# Best way to build a tall, climbable rolling unit?



## vdonahue (Sep 19, 2008)

Hello everyone,

I'm looking to build a large rolling unit for actors to climb on/walk thru, etc...

This is my second time designing for this show, and the first time I used some standard scaffolding and covered it on all sides. It worked ok, but it was loud, squeaky, clunky, etc...

I'd like to build one from scratch...so basically I'm looking for ideas about how to build it from scratch, make it stable, and keep it's functionality.

I need to have two doors, it needs to be tall, it needs to be climbable, and people need to be able to stand on top. It needs to roll, the wheels need to be easily lockable. It's a tall order... just looking for ideas. Check out the picture below. Thanks!


----------



## Van (Sep 19, 2008)

Interesting peice. WHat's the Footprint? Are Air Casters a viability? To me it's really about you, as a designer giving me a picture of what you want, what it needs to do, in what area, Then as a TD I figure out How to frame it, What to use, and how works.


----------



## gafftaper (Sep 19, 2008)

It makes the most sense to me to take your standard scaffolding approach and look at how you can modify it to make it sturdier and get rid of the squeaks. Perhaps weld all the seams, add more cross bracing, Add a layer of 1/2" plywood on top of the standard decking (which you could bolt or weld in place) to make the platforms more stable. 

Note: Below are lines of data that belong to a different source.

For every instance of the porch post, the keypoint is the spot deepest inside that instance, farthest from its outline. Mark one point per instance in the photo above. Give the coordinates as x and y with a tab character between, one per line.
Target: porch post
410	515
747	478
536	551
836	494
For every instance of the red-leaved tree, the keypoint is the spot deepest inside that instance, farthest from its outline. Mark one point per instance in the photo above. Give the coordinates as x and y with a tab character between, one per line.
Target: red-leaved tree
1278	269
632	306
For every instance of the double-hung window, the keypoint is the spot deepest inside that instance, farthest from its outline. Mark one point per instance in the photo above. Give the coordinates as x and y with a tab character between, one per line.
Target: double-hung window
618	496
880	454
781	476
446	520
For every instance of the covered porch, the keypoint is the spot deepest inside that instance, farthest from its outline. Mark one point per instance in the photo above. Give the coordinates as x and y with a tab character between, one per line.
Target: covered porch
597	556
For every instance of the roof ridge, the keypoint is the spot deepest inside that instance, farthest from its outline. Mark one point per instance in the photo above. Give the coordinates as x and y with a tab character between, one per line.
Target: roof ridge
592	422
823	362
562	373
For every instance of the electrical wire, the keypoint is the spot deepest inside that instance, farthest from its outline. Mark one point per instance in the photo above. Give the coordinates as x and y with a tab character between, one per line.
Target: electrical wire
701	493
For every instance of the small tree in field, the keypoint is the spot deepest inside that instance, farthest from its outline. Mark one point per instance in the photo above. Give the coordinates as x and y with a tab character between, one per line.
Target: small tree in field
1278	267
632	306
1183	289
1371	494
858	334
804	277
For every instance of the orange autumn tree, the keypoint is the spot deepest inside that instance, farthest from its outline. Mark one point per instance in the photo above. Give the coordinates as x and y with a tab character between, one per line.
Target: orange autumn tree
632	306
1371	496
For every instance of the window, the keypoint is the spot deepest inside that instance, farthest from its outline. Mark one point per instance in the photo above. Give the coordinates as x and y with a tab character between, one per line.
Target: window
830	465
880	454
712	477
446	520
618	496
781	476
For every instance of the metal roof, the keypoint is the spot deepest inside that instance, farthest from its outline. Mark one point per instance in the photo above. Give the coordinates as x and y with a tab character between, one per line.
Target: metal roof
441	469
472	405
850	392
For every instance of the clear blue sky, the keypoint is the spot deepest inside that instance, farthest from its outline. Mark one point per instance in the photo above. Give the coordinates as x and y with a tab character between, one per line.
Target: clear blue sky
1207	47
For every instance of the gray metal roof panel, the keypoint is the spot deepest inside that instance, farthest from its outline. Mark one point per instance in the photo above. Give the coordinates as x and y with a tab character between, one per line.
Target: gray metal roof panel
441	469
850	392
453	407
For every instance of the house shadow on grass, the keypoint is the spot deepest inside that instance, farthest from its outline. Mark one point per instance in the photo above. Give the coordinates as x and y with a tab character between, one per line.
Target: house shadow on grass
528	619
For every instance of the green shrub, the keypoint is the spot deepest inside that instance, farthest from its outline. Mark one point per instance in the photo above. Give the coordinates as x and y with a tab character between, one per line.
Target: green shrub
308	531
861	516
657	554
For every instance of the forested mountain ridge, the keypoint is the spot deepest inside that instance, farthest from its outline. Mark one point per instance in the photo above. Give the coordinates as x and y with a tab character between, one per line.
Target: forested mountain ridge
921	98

Especially if you already own the scaffold equipment... I say play Pimp my Scaffold!


----------



## Footer (Sep 19, 2008)

Your going to have to go steel if you want the thing to actually be completly stable. 

http://vansandtdesigns.com/wordpress/?page_id=30

(the sites not done yet...)

As far as locking casters go, what we did on a few different shows I did this summer was use pneumatic pistons as breaks. They drop quick and hold strong. You can see them on a few pictures above. Let me know if you need any more info on that.


----------



## Van (Sep 19, 2008)

gafftaper said:


> It makes the most sense to me to take your standard scaffolding approach and look at how you can modify it to make it sturdier and get rid of the squeaks. Perhaps weld all the seams,......... I say play Pimp my Scaffold!


 
Good approach, However, as soon as you weld on that scaffold you have destroyed any safety rating it has. On that subject. if you do weld it be sure to pay particular attention to you heat settings as Depth of penetration and burn through will greatly affect your new solid scaffold safety. Of you you must also be sure to remove all the paint, inside and outside the tub in the areas you wish to weld. this is not just an inhalant issue it also affects the quality of the weld. Don't do as I recently saw some guys doing, and attempt to burn the paint off as you go.


----------



## Footer (Sep 20, 2008)

Van said:


> Good approach, However, as soon as you weld on that scaffold you have destroyed any safety rating it has. On that subject. if you do weld it be sure to pay particular attention to you heat settings as Depth of penetration and burn through will greatly affect your new solid scaffold safety. Of you you must also be sure to remove all the paint, inside and outside the tub in the areas you wish to weld. this is not just an inhalant issue it also affects the quality of the weld. Don't do as I recently saw some guys doing, and attempt to burn the paint off as you go.



There is also the problem that some scaffolds are zinc coated, not a fun thing or safe thing to weld to.


----------